Mr. Vranos Has a Deal for You
By GRETCHEN MORGENSON
Fair Game
The New York Times
July 22, 2007
HEDGE fund managers are not short on chutzpah, as a rule. But it takes a special kind of cheek to ask investors at this very tender moment in the housing market for $750 million to fund a new company specializing in subprime residential mortgage loans.
Michael W. Vranos, celebrity bond trader and founder of Ellington Management, has that audacity. And then some.
Mr. Vranos oversees $5.4 billion in hedge funds and private accounts, and an additional $1.2 billion in a managed account, while also managing almost $23 billion in collateralized debt obligations (pools of loans backed by assets like home loans or credit card debt).

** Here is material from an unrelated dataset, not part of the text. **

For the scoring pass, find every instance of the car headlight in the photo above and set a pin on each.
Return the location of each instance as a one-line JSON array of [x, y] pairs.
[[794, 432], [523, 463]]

That might be enough to keep others busy. But Mr. Vranos is also peddling shares in a new entity called Ellington Financial LLC. An offering statement, dated July 12, began circulating on Wall Street last week; it is a private placement aimed solely at institutional investors, like pension funds and insurance companies. Friedman Billings Ramsey is the underwriter.
On its face, it may sound like a promising deal for speculators. Subprime loans are in the tank, as everyone knows. Surely there is money to be made picking up distressed properties for pennies on the dollar.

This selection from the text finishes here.